The new COVID vaccination suitability guide uses an age list

In a major overhaul of vaccination eligibility guidelines, California officials said Monday that the next round of COVID-19 vaccinations will be a priority to focus on age rather than specific occupations considered higher risk.

The amendments announced by Governor Gavin Newsom on Monday leave unchanged the current priority list, which focuses on health workers and residents aged 65 and over before being extended to teachers, farm workers and first aiders.

But it changes who gets the vaccine after them. According to the tier structure of the original plan, Level 2 workers as well as incarcerated people and the homeless would be treated as a priority in the manufacturing, transportation, and commercial and residential environments.

According to the new plan, the next priority will be those under 65 years of age. No details of the criteria were released on Monday, but it could eventually focus on people over the age of 50.

The move comes as California continues to struggle to get enough vaccines to meet demand. Last week, state officials said it could take until June to get the vaccines for everyone 65 and older. Los Angeles County estimates that by 2022, vaccination will only be available if additional care becomes available.

“We are aware that we need to increase throughput here, and while we are proud of the framework we have released … we recognize that there are pros and cons to this as they are related to speed and efficiency,” Newsom said.

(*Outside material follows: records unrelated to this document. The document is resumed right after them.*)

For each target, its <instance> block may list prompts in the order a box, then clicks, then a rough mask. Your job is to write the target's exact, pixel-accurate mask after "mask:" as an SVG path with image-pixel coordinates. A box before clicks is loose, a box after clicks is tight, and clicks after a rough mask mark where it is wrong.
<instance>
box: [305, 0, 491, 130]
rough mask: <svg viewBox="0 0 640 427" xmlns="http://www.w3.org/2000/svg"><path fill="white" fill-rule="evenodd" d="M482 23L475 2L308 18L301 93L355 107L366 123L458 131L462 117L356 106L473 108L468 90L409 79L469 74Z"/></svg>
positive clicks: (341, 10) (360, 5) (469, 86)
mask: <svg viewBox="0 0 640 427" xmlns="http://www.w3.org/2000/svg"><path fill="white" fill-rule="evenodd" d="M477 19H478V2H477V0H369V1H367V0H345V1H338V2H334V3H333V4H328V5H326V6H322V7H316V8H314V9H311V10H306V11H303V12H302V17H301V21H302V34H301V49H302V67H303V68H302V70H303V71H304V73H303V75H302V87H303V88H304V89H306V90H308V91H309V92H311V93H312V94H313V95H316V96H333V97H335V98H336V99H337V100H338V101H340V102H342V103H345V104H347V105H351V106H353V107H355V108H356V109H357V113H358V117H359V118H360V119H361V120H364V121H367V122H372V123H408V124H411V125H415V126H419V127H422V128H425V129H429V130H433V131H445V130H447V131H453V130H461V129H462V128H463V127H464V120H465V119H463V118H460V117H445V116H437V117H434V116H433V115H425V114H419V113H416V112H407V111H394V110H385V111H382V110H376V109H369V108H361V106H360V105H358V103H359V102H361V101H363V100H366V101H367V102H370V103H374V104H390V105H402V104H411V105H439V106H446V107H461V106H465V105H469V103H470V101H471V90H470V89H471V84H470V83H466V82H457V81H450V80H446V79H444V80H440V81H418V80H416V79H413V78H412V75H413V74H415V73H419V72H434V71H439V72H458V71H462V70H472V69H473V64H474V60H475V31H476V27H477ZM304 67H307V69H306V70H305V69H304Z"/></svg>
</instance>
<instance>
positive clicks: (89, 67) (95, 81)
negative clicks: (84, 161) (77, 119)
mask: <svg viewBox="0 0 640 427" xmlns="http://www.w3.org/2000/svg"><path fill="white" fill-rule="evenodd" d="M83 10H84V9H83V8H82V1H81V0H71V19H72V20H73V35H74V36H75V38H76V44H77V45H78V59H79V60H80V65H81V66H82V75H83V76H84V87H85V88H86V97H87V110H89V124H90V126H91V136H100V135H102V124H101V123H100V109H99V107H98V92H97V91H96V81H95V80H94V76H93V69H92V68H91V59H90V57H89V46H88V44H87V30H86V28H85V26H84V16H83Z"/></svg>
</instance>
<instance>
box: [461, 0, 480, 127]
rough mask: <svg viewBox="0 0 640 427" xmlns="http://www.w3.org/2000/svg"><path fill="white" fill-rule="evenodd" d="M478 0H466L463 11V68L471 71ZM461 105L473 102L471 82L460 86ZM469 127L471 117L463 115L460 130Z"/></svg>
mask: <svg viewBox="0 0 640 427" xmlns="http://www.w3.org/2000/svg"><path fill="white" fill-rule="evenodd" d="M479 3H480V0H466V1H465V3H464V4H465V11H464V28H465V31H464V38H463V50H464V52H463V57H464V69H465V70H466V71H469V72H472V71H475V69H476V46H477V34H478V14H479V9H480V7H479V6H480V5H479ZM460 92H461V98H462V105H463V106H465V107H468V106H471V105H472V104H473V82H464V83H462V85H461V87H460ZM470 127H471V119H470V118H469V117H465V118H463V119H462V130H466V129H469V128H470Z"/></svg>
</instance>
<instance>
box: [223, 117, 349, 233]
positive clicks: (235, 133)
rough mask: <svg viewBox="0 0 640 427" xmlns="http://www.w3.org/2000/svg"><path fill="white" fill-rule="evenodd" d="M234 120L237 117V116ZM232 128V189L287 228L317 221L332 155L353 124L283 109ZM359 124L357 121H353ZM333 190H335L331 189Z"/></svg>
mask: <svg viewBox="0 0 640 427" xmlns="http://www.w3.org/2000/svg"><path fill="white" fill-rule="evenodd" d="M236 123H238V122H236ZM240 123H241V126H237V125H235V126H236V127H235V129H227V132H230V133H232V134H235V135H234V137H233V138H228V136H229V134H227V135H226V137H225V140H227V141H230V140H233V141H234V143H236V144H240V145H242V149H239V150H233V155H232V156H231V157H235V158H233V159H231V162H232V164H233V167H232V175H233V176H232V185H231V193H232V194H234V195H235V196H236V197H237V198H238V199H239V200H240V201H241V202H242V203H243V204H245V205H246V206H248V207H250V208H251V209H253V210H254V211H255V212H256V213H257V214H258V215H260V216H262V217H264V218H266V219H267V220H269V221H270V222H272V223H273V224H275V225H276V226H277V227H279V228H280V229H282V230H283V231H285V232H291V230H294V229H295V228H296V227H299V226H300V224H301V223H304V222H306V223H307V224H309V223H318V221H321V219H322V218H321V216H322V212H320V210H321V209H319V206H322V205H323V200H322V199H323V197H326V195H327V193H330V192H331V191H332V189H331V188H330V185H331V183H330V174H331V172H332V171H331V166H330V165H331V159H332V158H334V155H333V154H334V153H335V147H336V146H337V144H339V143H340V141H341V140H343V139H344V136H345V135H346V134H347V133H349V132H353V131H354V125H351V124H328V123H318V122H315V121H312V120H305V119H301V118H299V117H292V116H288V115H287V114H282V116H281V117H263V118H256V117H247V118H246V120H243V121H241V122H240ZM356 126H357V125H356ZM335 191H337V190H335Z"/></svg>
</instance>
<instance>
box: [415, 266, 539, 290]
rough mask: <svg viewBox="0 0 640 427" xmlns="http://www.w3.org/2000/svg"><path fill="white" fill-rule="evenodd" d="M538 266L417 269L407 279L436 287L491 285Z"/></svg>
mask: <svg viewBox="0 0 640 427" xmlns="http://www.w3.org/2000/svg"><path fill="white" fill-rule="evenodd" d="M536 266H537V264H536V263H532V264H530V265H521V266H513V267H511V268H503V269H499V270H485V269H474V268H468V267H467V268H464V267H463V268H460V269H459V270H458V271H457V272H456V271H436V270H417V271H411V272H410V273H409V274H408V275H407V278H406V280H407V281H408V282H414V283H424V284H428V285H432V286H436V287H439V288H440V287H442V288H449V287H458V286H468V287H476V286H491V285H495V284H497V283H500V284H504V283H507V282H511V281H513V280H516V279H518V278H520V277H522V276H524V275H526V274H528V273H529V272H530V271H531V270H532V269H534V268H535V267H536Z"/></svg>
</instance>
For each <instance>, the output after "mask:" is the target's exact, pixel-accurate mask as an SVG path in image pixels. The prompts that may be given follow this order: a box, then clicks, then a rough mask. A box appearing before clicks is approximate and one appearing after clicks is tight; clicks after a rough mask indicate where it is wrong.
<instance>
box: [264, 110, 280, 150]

The topic of changing eligibility was regularly raised at meetings of the State Vaccination Advisory Committee. Last week, some members expressed concern that people with chronic illnesses and disabilities were lagging behind the current deployment plan.

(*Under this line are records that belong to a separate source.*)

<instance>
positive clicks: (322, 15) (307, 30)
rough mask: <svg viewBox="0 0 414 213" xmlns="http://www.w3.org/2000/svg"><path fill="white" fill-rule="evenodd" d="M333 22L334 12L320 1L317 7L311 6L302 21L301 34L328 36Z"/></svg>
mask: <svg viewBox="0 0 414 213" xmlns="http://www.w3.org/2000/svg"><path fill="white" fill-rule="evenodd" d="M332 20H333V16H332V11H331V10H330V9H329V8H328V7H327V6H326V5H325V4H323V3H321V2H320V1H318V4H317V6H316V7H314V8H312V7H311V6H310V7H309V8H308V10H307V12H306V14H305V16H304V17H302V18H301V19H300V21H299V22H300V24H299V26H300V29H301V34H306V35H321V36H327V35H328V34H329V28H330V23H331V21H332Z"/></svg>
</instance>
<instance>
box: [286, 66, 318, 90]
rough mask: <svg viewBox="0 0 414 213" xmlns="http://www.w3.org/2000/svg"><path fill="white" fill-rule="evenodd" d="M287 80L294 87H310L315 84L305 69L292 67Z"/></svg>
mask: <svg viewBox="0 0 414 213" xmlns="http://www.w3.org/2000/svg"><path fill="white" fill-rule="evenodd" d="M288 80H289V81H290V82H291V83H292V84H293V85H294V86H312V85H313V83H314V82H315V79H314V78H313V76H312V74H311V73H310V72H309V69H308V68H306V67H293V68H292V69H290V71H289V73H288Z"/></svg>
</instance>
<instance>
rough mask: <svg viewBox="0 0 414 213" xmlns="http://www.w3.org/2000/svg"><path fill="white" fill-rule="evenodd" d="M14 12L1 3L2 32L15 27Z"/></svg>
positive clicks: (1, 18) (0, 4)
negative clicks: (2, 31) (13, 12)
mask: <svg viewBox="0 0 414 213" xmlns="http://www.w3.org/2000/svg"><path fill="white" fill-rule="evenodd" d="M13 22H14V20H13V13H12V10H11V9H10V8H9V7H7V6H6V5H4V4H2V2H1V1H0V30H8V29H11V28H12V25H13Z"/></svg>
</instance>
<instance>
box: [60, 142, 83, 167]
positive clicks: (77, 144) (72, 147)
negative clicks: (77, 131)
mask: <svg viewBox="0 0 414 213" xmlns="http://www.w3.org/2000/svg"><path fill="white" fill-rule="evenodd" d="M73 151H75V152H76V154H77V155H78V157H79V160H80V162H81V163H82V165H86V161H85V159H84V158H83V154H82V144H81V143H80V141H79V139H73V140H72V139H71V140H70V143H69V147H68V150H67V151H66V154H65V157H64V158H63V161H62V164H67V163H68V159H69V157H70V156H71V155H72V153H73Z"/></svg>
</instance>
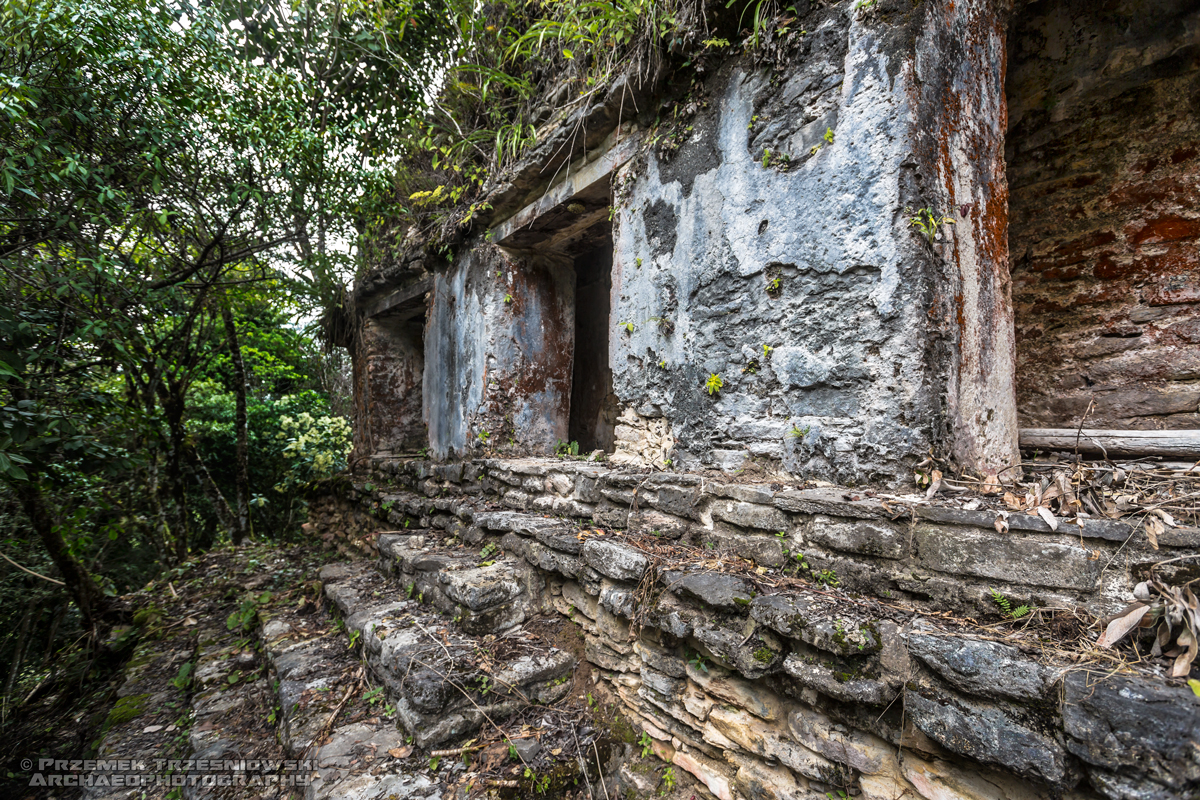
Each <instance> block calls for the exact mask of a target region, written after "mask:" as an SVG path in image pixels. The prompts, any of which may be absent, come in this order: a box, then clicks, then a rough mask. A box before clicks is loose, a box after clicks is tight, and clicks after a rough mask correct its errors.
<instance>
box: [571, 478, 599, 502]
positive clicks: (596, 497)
mask: <svg viewBox="0 0 1200 800" xmlns="http://www.w3.org/2000/svg"><path fill="white" fill-rule="evenodd" d="M575 498H576V499H577V500H580V501H581V503H599V501H600V481H598V480H596V479H595V477H592V476H588V475H578V476H576V479H575Z"/></svg>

“From our perspective, if we wait until May to reach other populations, many people under the age of 65 will die unnecessarily,” Andy Imparato, of California’s Disability Employment Rights session, said Wednesday.

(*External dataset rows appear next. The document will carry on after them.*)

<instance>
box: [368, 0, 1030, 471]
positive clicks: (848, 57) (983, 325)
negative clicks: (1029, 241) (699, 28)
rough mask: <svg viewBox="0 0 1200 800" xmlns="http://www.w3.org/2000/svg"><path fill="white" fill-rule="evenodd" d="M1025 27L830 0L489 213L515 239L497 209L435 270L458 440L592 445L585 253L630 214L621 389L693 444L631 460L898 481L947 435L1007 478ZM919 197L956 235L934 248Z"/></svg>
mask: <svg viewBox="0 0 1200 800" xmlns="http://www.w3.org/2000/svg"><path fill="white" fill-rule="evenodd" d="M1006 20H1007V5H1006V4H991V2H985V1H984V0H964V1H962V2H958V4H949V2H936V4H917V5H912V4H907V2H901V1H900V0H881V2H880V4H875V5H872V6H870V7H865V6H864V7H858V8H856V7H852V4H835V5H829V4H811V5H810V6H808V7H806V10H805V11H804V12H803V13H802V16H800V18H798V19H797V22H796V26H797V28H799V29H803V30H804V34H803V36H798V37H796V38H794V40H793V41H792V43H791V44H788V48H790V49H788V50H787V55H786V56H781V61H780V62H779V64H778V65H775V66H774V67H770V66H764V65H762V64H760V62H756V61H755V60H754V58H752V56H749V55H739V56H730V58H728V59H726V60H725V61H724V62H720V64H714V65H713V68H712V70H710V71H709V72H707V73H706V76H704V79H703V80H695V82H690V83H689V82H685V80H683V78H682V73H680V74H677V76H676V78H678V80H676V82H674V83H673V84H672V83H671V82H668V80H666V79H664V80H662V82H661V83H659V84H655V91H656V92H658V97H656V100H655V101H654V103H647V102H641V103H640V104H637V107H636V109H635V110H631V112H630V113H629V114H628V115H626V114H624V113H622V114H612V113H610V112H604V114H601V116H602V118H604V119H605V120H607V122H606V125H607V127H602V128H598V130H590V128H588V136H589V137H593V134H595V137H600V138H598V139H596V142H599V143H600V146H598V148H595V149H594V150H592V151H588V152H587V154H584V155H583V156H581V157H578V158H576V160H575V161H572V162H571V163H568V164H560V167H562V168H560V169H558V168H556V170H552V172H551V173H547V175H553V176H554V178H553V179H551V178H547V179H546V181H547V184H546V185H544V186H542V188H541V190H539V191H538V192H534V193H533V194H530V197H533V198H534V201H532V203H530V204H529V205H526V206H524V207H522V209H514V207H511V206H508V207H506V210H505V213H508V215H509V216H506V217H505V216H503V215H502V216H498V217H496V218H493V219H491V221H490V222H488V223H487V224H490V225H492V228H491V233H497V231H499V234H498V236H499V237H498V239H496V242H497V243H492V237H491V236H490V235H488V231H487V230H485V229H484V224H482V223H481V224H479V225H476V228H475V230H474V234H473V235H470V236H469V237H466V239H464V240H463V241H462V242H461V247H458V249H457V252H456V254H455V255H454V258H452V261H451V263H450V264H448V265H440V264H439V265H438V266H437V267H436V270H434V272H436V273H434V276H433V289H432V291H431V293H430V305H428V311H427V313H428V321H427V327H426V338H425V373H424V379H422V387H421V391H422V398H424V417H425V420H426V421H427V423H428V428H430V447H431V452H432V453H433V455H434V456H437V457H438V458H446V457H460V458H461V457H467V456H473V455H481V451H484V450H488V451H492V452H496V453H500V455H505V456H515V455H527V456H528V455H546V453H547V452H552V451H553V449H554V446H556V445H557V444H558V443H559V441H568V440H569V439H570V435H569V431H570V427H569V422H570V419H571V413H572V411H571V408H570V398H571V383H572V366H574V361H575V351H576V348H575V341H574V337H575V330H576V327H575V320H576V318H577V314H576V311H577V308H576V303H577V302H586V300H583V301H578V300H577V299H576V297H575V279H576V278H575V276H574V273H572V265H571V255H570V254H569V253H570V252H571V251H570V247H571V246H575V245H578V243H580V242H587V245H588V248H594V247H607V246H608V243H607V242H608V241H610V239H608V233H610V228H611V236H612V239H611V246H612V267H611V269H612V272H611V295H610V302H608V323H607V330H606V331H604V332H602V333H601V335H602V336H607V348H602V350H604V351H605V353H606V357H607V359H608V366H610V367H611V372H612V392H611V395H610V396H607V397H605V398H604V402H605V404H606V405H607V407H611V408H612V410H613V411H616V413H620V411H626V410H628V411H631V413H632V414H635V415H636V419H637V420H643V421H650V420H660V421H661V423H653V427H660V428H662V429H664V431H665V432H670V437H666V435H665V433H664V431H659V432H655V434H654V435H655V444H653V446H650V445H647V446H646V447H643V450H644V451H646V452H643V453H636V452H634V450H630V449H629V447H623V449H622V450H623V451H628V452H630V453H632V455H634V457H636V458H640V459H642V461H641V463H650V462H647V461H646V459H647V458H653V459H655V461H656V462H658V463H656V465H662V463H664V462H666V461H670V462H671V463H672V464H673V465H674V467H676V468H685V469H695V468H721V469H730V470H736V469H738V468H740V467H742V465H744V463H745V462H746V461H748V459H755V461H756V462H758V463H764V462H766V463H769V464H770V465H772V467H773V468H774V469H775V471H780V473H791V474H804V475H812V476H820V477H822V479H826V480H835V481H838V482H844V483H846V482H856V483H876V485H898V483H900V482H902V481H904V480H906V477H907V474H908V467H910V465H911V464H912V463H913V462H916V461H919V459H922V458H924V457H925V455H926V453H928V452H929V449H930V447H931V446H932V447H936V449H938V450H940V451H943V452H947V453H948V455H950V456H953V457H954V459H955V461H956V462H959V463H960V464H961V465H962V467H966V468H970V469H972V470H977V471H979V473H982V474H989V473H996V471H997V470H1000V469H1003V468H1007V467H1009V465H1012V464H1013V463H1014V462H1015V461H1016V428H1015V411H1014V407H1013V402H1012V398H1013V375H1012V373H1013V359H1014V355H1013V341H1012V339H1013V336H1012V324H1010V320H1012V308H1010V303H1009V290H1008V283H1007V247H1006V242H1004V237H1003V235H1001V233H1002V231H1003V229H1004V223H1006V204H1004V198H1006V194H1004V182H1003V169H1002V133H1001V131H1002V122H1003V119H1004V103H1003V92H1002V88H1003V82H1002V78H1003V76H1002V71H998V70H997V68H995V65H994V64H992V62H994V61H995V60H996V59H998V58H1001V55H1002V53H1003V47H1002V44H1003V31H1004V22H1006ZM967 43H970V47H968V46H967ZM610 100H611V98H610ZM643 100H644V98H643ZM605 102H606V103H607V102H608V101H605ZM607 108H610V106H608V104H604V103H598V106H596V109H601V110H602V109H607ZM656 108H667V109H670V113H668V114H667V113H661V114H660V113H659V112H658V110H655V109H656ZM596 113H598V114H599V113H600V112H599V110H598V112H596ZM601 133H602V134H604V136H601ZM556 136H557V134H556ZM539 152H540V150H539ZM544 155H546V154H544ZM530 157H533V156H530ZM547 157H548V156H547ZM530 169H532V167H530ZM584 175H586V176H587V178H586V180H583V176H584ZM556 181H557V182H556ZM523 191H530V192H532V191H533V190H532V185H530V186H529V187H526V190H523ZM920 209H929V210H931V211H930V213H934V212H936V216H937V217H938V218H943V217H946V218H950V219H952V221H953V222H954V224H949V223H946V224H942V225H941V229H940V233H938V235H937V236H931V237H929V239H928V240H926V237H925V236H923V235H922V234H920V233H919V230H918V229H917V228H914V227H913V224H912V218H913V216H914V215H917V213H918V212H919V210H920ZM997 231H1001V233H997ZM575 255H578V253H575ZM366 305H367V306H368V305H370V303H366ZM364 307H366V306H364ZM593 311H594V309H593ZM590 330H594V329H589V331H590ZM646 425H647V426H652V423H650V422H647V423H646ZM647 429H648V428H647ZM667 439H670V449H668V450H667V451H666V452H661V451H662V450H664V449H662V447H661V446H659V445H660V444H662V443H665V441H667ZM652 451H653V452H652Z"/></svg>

The state has so far delivered more than 2.4 million doses of vaccine and more than 4.5 million doses have been delivered to health care providers. Currently, state and county officials have said there is not enough stockpile of vaccines to achieve mass vaccination targets.

State epidemiologist Dr. Erica Pan said last week that the state receives 300 to 500,000 doses a week. In Los Angeles County, 500,000 doses a week would be needed to vaccinate all adults by mid-summer, Dr. Paul Simon, chief scientific officer, said Friday. But at the current rate of allocation, efforts will continue until 2022.

Bob Schoonover, president of the International Union of California Employees, says the transition to age-related decisions about occupational risks at the next level contradicts research that jobs are a major source of spread.

“Working California people, most of whom are colorful, millions have no choice but to leave their homes and work every day, exposing themselves, their families, and their communities to COVID-19 and its destruction,” Schoonover said in a statement.